This technique helps to ensure compatibility with upstream libraries and tends
to be simpler than testing correctness directly. Additionally, by passing Dask
collections directly to the ``assert_eq`` function rather than call compute
manually, the testing suite is able to run a number of checks on the lazy
collections themselves.
Docstrings
User facing functions should roughly follow the numpydoc_ standard, including
sections for Parameters, Examples, and general explanatory prose.
By default, examples will be doc-tested. Reproducible examples in documentation
is valuable both for testing and, more importantly, for communication of common
usage to the user. Documentation trumps testing in this case and clear
examples should take precedence over using the docstring as testing space.
To skip a test in the examples add the comment # doctest: +SKIP directly
after the line.
.. code-block:: python
def fib(i): """ A single line with a brief explanation
A more thorough description of the function, consisting of multiple
lines or paragraphs.
Parameters
----------
i: int
A short description of the argument if not immediately clear
Examples
--------
>>> fib(4)
3
>>> fib(5)
5
>>> fib(6)
8
>>> fib(-1) # Robust to bad inputs
ValueError(...)
"""
.. _numpydoc: https://numpydoc.readthedocs.io/en/latest/format.html#docstring-standard
Docstrings are tested under Python 3.12 on GitHub Actions. You can test docstrings with pytest as follows::
py.test dask --doctest-modules
Docstring testing requires graphviz to be installed. This can be done via::
conda install -y graphviz
Code Formatting
Dask uses several code linters (flake8, black, isort, pyupgrade, mypy), which are
enforced by CI. Developers should run them locally before they submit a PR, through the
single command ``pre-commit run --all-files``. This makes sure that linter versions and
options are aligned for all developers.
Optionally, you may wish to setup the `pre-commit hooks <https://pre-commit.com/>`_ to
run automatically when you make a git commit. This can be done by running::
pre-commit install
from the root of the Dask repository. Now the code linters will be run each time you
commit changes. You can skip these checks with ``git commit --no-verify`` or with the
short version ``git commit -n``.
Contributing to Documentation
-----------------------------
Dask uses Sphinx_ for documentation, hosted on https://readthedocs.org .

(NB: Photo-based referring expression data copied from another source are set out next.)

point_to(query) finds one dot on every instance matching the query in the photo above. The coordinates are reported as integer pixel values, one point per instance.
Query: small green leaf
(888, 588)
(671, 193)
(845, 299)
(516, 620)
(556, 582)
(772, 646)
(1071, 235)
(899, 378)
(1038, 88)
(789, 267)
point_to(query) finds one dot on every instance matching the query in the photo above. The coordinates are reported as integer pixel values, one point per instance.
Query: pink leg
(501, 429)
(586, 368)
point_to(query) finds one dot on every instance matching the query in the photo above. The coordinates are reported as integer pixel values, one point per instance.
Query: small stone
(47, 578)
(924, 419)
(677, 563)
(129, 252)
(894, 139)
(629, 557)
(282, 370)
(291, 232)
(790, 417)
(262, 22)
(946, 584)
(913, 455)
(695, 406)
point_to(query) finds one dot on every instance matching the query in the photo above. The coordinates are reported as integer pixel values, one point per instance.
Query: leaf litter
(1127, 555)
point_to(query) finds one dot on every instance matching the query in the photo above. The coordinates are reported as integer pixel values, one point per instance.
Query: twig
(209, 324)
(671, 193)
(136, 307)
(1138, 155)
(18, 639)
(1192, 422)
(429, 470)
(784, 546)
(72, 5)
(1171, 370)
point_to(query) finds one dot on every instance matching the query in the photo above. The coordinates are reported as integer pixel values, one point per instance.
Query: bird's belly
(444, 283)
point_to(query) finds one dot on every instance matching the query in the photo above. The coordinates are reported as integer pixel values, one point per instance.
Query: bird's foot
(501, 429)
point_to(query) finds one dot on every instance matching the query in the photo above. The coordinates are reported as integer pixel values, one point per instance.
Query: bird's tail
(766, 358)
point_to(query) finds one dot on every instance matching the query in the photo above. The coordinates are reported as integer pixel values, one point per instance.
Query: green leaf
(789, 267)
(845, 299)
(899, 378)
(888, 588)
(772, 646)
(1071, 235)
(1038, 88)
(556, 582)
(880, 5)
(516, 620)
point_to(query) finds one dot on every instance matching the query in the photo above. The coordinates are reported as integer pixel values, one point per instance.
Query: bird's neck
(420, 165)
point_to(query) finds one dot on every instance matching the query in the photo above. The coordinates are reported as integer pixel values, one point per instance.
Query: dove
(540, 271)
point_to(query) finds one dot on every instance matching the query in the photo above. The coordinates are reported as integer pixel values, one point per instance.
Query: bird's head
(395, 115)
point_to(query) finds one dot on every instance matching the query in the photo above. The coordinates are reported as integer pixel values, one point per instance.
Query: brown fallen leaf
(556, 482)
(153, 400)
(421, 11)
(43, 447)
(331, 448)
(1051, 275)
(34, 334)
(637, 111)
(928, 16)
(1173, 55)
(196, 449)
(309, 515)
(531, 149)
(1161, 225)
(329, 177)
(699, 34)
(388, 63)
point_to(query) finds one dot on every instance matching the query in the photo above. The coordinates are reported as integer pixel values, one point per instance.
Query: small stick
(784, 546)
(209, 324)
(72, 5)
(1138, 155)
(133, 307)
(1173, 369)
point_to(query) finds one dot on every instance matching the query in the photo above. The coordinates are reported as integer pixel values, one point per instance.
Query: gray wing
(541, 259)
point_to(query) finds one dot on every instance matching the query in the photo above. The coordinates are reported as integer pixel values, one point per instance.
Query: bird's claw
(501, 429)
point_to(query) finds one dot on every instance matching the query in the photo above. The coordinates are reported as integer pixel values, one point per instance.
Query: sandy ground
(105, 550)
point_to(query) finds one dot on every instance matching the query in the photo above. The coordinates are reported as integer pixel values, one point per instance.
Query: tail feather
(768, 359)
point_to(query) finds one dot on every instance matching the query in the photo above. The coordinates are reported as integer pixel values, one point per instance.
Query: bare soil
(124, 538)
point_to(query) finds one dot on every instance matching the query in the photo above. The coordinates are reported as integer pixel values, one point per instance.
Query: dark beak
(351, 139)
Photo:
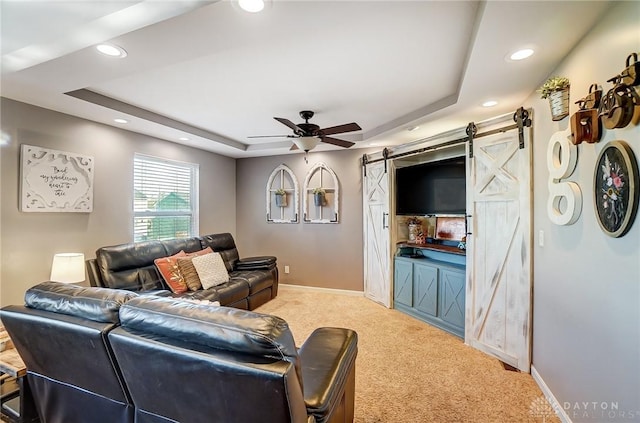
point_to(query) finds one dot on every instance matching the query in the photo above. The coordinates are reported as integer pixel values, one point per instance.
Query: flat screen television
(432, 188)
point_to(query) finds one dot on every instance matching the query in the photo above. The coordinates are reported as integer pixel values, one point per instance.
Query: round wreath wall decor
(616, 188)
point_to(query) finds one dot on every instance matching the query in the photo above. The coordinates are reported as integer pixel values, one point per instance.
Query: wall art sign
(562, 157)
(55, 181)
(616, 188)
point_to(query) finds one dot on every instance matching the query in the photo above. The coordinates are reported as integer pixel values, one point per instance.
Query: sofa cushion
(189, 273)
(97, 304)
(211, 270)
(130, 266)
(257, 280)
(223, 328)
(170, 272)
(225, 245)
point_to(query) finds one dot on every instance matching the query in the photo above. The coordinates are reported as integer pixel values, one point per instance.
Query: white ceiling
(217, 75)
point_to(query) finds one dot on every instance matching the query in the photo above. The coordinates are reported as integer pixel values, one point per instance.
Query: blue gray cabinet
(432, 291)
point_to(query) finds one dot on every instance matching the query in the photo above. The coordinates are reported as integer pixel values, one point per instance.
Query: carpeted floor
(408, 371)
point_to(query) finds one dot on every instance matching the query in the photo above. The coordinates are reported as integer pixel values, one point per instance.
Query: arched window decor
(321, 195)
(283, 196)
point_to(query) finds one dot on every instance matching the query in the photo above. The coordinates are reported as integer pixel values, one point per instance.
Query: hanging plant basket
(318, 199)
(559, 104)
(281, 200)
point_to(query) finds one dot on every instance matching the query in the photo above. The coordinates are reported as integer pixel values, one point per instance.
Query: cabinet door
(425, 288)
(452, 296)
(403, 283)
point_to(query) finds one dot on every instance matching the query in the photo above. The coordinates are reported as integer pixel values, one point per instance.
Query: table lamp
(68, 268)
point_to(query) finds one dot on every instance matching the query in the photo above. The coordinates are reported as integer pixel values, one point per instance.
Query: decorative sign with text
(55, 181)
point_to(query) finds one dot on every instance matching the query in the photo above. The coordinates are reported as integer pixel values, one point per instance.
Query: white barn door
(498, 301)
(377, 261)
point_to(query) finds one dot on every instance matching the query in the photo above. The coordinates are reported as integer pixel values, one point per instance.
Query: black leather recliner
(109, 356)
(253, 280)
(218, 364)
(61, 336)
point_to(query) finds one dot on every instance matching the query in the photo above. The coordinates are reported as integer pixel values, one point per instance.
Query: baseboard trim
(325, 290)
(562, 415)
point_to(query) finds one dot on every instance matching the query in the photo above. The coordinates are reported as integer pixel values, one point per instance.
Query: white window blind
(165, 198)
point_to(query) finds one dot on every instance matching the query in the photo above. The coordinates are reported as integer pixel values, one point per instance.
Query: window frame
(194, 188)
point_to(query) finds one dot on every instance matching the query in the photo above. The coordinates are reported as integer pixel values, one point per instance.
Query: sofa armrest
(328, 359)
(256, 263)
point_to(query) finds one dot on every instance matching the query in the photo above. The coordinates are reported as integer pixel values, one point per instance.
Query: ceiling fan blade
(347, 127)
(271, 136)
(336, 141)
(290, 124)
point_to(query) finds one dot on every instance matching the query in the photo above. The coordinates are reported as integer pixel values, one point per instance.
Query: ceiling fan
(307, 135)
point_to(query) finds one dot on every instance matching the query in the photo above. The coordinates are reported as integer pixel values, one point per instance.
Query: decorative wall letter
(562, 157)
(55, 181)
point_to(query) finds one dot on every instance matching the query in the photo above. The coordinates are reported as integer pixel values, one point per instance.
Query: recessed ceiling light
(252, 6)
(111, 50)
(521, 54)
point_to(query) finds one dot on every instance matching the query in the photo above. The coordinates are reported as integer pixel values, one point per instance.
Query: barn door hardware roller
(472, 131)
(521, 118)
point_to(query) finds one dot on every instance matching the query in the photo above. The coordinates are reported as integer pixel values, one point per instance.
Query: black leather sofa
(109, 356)
(253, 280)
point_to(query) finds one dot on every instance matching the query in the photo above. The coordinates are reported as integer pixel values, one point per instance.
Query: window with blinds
(165, 198)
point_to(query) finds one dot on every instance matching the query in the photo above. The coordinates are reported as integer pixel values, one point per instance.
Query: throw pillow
(189, 273)
(211, 270)
(168, 268)
(207, 250)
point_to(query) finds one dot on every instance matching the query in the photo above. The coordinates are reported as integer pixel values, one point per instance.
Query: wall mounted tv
(432, 188)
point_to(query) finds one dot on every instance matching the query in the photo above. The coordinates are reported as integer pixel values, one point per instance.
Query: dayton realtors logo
(599, 411)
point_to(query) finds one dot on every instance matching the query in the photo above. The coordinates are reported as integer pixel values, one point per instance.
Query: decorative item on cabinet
(282, 186)
(585, 124)
(319, 197)
(618, 105)
(415, 229)
(281, 197)
(616, 188)
(631, 74)
(321, 189)
(556, 89)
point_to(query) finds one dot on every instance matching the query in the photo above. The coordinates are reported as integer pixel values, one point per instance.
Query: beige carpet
(409, 371)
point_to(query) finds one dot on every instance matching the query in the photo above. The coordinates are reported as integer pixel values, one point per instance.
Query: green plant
(553, 84)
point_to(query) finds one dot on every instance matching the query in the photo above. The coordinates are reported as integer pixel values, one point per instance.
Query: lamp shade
(67, 268)
(306, 143)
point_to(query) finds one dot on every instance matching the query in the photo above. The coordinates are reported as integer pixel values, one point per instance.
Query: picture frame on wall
(55, 181)
(616, 188)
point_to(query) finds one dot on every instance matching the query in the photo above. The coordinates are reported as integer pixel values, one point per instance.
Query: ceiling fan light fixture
(521, 54)
(112, 50)
(251, 6)
(306, 143)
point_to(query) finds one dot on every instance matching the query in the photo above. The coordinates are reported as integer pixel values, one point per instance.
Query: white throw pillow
(211, 270)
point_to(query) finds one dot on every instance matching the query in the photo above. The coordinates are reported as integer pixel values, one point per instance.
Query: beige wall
(586, 316)
(29, 240)
(318, 255)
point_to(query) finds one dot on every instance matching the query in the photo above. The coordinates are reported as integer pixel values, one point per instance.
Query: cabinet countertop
(434, 247)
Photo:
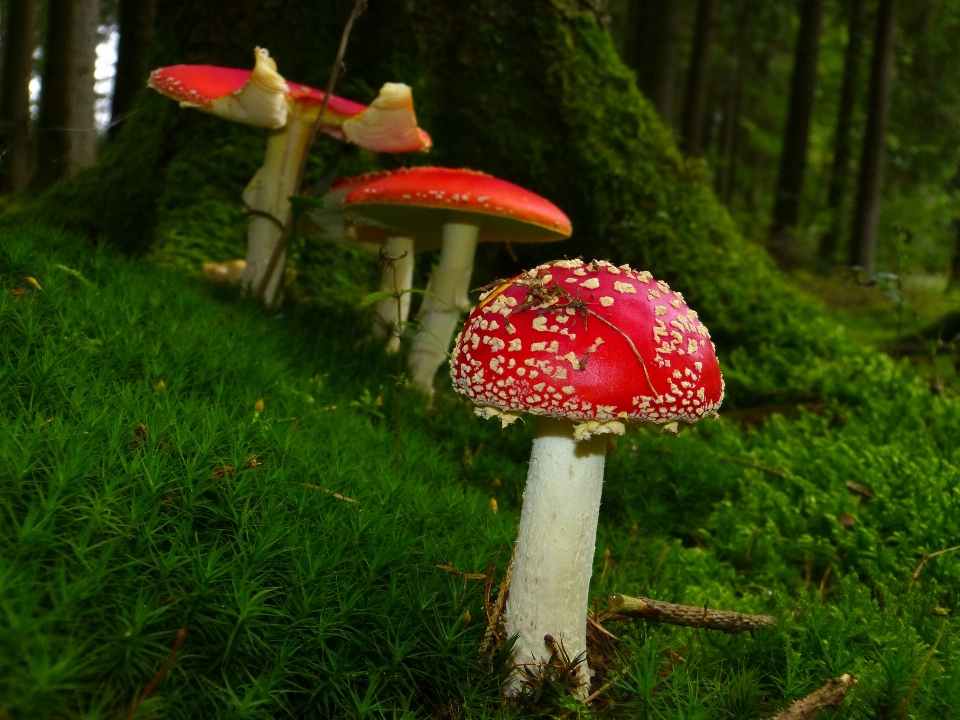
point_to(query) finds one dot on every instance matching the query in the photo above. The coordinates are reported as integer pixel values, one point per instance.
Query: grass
(121, 522)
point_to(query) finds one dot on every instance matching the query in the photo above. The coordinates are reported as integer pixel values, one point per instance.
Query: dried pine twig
(926, 557)
(491, 638)
(338, 496)
(829, 696)
(156, 679)
(623, 606)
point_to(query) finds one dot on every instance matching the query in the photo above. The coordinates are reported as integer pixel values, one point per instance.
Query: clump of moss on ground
(115, 537)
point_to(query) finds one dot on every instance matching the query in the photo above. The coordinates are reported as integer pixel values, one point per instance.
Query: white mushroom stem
(269, 192)
(447, 294)
(397, 278)
(549, 589)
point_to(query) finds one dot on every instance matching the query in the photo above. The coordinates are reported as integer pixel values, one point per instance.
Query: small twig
(593, 696)
(338, 496)
(922, 669)
(358, 7)
(624, 606)
(829, 696)
(459, 573)
(156, 679)
(491, 637)
(926, 557)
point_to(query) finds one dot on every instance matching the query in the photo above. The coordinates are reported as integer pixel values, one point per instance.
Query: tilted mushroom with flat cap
(589, 347)
(453, 210)
(263, 98)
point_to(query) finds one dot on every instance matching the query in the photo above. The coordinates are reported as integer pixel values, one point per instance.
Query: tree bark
(66, 132)
(842, 147)
(15, 94)
(656, 27)
(863, 240)
(698, 76)
(135, 21)
(793, 158)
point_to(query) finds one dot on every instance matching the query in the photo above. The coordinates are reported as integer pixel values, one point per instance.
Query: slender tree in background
(653, 50)
(18, 42)
(842, 146)
(135, 21)
(730, 127)
(863, 240)
(66, 132)
(698, 75)
(793, 158)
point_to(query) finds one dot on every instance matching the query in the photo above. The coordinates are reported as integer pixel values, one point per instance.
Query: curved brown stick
(829, 696)
(624, 606)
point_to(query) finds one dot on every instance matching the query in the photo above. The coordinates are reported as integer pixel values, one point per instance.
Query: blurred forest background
(831, 128)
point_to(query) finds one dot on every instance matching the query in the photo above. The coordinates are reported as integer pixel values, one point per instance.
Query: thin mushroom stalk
(454, 209)
(269, 195)
(550, 585)
(439, 311)
(263, 98)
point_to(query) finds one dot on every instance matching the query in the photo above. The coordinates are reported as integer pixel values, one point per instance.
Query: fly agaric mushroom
(589, 347)
(453, 210)
(396, 253)
(263, 98)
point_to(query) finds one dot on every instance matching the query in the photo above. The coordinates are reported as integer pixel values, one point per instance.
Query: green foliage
(113, 537)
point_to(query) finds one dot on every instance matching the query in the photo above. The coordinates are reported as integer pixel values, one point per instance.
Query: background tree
(863, 241)
(135, 25)
(18, 45)
(655, 26)
(793, 158)
(843, 142)
(698, 77)
(66, 132)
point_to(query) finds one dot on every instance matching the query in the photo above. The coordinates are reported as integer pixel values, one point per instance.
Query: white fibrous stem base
(549, 589)
(269, 192)
(446, 298)
(397, 259)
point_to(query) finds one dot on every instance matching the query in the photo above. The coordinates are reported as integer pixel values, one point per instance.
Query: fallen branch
(829, 696)
(156, 679)
(338, 496)
(620, 607)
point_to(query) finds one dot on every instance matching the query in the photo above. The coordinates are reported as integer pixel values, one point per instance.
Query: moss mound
(533, 93)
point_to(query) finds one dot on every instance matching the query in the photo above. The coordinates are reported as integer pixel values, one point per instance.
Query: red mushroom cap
(203, 84)
(589, 342)
(419, 201)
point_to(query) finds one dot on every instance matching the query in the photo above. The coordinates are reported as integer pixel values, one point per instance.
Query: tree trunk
(698, 76)
(567, 123)
(136, 28)
(730, 127)
(842, 147)
(863, 240)
(15, 94)
(656, 29)
(66, 132)
(730, 133)
(793, 158)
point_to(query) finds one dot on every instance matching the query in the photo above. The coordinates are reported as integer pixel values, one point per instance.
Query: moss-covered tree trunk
(532, 92)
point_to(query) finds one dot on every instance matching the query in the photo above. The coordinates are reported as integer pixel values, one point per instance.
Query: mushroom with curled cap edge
(396, 253)
(590, 348)
(452, 210)
(263, 98)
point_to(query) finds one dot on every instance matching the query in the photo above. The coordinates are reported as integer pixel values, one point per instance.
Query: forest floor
(897, 318)
(166, 550)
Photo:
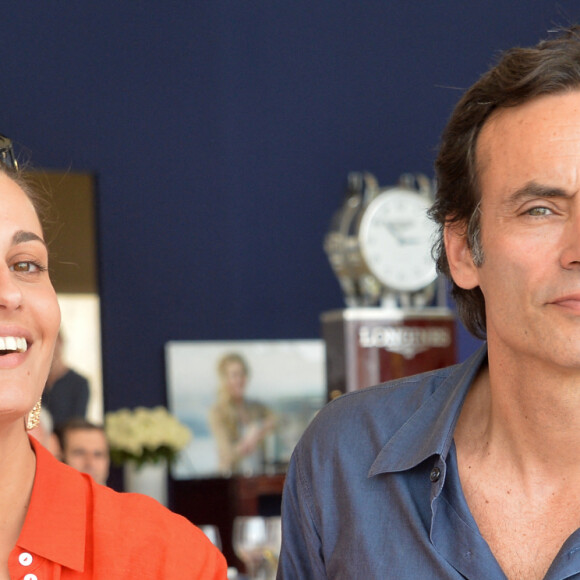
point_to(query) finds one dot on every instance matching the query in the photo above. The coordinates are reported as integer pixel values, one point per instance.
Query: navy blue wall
(222, 134)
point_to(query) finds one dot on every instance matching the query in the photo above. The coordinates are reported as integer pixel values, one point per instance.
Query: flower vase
(149, 479)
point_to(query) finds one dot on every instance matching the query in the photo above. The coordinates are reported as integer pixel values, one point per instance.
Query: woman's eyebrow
(22, 236)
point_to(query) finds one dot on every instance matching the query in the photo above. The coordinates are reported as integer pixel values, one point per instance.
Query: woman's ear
(463, 271)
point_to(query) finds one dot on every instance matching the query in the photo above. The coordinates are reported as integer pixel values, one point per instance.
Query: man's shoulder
(398, 397)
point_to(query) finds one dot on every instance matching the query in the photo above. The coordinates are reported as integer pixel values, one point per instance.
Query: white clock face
(396, 237)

Documentation is maintained in the RestructuredText markup language (``.rst``
files) in ``dask/docs/source``. The documentation consists both of prose
and API documentation.
The documentation is automatically built, and a live preview is available,
for each pull request submitted to Dask. Additionally, you may also
build the documentation yourself locally by following the instructions outlined
below.
How to build the Dask documentation
To build the documentation locally, make a fork of the main
Dask repository <https://github.com/dask/dask>_, clone the fork::
git clone https://github.com/<your-github-username>/dask.git cd dask/docs
Install the packages in requirements-docs.txt.
Optionally create and activate a conda environment first::
conda create -n daskdocs -c conda-forge python=3.8 conda activate daskdocs
Install the dependencies with pip::
python -m pip install -r requirements-docs.txt
Then build the documentation with make::
make html
The resulting HTML files end up in the build/html directory.
You can now make edits to rst files and run make html again to update
the affected pages.
Github Actions
Dask uses Github Actions for Continuous Integration (CI) testing for each PR.
These CI builds will run the test suite across a variety of Python versions, operating
systems, and package dependency versions. Additionally, if a commit message
includes the phrase ``test-upstream``, then an additional CI build will be
triggered which uses the development versions of several dependencies
including: NumPy, pandas, fsspec, etc.
The CI workflows for Github Actions are defined in
`.github/workflows <https://github.com/dask/dask/tree/main/.github/workflows>`_
with additional scripts and metadata located in `continuous_integration
<https://github.com/dask/dask/tree/main/continuous_integration>`_
.. _Sphinx: https://www.sphinx-doc.org/